Member of the South Carolina House of Representatives from the 80th district
- Incumbent
- Assumed office November 14, 2022

Personal details
- Born: Katherine Dubeau January 15, 1963 (age 63) New Orleans, Louisiana, U.S.
- Party: Republican
- Spouse: Joseph Landing (m. 1984)
- Children: 2
- Alma mater: Duke University

= Katherine D. Landing =

American politician (born 1963)

Katherine D. Landing is an American politician of the Republican Party. She is the member of the South Carolina House of Representatives representing District 80. House District 80 was held by Jermaine Johnson, but after redistricting the District covered a new geographic area, leading Johnson to run for and ultimately win SC House District 70.

In the 2020 general election for US House of Representatives, Landing competed in a large field of Republican primary candidates, but was defeated in the Primary by Nancy Mace.

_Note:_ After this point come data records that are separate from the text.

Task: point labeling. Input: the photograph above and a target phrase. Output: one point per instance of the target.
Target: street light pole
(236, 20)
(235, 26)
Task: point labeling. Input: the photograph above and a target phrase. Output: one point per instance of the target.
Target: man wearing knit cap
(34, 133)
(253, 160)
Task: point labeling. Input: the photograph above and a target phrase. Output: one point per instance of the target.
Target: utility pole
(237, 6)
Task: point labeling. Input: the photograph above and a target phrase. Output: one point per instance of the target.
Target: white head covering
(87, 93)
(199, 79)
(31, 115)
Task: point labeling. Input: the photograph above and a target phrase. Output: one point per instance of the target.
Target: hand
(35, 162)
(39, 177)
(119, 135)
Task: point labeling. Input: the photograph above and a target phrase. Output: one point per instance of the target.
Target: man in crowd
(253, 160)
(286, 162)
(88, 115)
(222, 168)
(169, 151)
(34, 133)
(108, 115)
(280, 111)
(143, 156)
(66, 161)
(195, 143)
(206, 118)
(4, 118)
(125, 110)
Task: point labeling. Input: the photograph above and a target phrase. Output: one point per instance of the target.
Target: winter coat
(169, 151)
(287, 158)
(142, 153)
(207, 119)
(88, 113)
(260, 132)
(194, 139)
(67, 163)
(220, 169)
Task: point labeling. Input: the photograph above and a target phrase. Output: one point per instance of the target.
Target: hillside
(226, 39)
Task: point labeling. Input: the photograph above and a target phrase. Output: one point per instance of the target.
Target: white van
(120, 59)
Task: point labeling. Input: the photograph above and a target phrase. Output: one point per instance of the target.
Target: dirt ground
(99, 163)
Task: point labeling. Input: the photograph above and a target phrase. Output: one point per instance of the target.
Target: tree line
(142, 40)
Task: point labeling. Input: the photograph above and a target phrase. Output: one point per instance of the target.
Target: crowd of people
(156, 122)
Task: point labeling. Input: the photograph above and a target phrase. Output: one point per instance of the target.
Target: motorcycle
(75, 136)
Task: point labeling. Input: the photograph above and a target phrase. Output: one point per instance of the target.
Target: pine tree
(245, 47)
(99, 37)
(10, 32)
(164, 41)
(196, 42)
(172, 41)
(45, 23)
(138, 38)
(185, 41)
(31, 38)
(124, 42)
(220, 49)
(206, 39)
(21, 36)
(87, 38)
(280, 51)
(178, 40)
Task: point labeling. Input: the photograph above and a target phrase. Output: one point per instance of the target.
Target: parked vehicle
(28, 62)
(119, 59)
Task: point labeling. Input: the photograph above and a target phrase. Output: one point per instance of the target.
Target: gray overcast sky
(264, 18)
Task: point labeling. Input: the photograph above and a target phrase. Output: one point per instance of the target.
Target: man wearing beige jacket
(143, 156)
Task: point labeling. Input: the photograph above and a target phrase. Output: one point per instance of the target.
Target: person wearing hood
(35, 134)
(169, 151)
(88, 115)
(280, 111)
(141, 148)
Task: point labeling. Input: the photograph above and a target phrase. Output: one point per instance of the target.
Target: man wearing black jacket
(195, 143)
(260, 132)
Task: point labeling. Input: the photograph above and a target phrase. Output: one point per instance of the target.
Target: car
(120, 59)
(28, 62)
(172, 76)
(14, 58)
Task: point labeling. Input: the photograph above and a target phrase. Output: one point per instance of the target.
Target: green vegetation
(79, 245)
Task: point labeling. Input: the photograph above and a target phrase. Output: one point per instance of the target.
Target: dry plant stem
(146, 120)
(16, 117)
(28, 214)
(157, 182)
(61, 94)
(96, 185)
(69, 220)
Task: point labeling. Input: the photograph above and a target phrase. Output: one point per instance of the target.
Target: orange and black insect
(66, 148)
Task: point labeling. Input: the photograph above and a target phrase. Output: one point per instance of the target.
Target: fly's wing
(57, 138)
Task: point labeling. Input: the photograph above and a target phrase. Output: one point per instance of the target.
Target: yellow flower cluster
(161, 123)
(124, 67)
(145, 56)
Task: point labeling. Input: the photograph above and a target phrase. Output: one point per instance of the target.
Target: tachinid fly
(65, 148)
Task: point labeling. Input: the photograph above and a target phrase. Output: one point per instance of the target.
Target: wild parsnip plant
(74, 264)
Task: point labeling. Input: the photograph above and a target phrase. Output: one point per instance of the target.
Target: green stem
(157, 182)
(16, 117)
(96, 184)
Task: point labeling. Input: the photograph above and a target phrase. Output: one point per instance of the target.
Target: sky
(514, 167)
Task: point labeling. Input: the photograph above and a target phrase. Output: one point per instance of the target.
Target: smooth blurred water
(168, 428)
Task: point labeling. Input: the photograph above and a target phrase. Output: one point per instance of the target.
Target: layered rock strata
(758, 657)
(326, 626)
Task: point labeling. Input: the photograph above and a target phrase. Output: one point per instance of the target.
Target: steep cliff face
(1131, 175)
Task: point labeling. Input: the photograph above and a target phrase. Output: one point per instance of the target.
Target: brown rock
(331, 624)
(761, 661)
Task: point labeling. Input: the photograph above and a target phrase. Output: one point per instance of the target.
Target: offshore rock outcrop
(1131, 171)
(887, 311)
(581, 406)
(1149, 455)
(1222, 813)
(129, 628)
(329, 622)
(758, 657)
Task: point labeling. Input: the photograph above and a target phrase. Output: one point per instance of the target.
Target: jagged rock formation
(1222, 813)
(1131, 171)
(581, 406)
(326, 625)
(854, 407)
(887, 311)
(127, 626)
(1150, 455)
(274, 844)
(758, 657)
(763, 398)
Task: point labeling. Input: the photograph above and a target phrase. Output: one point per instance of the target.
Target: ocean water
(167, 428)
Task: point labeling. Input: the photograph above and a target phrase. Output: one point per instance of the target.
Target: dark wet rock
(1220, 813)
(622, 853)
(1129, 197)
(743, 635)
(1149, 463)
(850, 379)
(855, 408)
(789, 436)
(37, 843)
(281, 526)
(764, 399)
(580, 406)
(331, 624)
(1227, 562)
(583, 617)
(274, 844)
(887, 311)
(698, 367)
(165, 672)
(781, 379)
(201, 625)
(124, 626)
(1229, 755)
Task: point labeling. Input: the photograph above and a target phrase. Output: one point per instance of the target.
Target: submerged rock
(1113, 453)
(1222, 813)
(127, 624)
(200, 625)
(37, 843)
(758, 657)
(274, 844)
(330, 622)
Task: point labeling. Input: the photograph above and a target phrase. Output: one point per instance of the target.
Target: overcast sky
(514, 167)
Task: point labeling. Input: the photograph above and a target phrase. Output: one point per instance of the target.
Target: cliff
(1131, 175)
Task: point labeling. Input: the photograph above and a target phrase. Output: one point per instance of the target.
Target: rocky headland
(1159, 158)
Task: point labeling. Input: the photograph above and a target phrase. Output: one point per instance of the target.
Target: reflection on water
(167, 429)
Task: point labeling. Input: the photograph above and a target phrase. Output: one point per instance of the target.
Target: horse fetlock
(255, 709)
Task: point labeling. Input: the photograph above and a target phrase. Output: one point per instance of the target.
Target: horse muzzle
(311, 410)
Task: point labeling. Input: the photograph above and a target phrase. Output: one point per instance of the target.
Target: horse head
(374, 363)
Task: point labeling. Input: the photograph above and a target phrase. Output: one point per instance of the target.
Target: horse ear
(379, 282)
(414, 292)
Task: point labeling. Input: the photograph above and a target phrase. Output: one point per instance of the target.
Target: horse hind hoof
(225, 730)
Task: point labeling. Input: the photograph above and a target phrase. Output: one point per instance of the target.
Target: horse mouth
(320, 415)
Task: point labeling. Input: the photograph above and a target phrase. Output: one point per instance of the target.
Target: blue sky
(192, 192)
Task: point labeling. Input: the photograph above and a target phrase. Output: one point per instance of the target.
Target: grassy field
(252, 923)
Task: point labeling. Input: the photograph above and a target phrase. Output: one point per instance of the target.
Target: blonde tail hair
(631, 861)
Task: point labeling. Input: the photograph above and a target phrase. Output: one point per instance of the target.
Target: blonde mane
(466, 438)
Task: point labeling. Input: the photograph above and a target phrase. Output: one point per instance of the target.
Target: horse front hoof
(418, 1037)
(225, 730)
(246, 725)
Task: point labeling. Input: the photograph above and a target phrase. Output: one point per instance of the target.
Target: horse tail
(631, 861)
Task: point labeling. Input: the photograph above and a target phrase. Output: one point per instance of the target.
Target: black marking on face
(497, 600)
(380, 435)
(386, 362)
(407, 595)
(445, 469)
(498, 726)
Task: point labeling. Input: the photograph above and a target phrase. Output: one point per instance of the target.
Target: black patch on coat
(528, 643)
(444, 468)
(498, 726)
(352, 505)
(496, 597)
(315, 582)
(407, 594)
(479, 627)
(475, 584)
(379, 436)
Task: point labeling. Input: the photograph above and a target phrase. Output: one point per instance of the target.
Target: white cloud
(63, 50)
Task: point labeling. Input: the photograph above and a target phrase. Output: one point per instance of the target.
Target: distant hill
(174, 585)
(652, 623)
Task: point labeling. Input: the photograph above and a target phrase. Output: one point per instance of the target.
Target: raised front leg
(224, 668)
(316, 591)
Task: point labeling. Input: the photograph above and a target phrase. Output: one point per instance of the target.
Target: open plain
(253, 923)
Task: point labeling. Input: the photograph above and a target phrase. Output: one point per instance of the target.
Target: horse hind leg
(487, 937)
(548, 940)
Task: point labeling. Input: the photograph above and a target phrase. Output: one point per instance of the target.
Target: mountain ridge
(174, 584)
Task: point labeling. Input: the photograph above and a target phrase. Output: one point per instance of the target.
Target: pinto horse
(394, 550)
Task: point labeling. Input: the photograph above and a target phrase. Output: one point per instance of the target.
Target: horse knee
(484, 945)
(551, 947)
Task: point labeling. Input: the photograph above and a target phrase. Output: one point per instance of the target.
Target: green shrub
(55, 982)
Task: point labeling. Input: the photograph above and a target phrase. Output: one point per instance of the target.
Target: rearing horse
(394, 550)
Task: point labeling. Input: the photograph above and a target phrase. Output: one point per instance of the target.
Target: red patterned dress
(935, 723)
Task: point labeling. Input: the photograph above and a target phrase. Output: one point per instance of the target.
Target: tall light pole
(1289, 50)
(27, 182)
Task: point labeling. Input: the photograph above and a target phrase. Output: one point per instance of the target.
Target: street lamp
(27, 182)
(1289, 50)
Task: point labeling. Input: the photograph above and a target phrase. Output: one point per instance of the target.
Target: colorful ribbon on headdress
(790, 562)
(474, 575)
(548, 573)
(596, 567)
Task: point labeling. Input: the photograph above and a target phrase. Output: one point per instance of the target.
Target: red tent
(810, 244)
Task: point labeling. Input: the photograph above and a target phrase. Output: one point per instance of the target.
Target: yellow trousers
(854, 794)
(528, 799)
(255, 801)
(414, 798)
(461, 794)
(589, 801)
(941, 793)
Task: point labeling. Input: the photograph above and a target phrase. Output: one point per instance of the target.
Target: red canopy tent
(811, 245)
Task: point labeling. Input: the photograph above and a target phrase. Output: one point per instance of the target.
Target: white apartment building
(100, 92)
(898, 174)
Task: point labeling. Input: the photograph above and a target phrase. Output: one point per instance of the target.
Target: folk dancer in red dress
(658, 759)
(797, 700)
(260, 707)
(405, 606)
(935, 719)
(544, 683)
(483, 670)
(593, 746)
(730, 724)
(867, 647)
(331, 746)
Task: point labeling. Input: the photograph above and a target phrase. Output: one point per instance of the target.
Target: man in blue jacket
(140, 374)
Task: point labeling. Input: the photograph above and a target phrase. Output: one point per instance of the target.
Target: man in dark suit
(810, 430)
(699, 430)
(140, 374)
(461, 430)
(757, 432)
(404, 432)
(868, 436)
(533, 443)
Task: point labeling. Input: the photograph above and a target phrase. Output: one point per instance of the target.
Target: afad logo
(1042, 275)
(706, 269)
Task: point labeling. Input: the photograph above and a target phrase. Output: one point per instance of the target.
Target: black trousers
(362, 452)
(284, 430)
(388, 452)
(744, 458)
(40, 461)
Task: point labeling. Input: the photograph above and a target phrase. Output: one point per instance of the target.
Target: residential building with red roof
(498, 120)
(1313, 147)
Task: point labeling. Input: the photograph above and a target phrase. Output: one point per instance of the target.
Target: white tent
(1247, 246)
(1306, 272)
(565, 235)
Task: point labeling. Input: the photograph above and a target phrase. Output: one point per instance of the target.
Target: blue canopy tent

In 2022, Landing ran for the new SC State House District 80, and after winning the Republican Primary, went on to defeat Democratic nominee Donna Brown Newton for South Carolina House of Representatives District 80. Landing formerly served on Mount Pleasant County Council and was a candidate for mayor in 2021.

Statements were issued by Henry McMaster, Governor of South Carolina, who won his re-election bid, and Drew McKissick, chair of the South Carolina Republican Party.

Landing serves on the House Education and Public Works Committee and on the House Rules Committee.

In her Freshman term first year, Landing submitted two bills: H.4373(125) Central Bank Digital Currency Prohibitions, and H.4374(125) Traditional Social Studies Standards.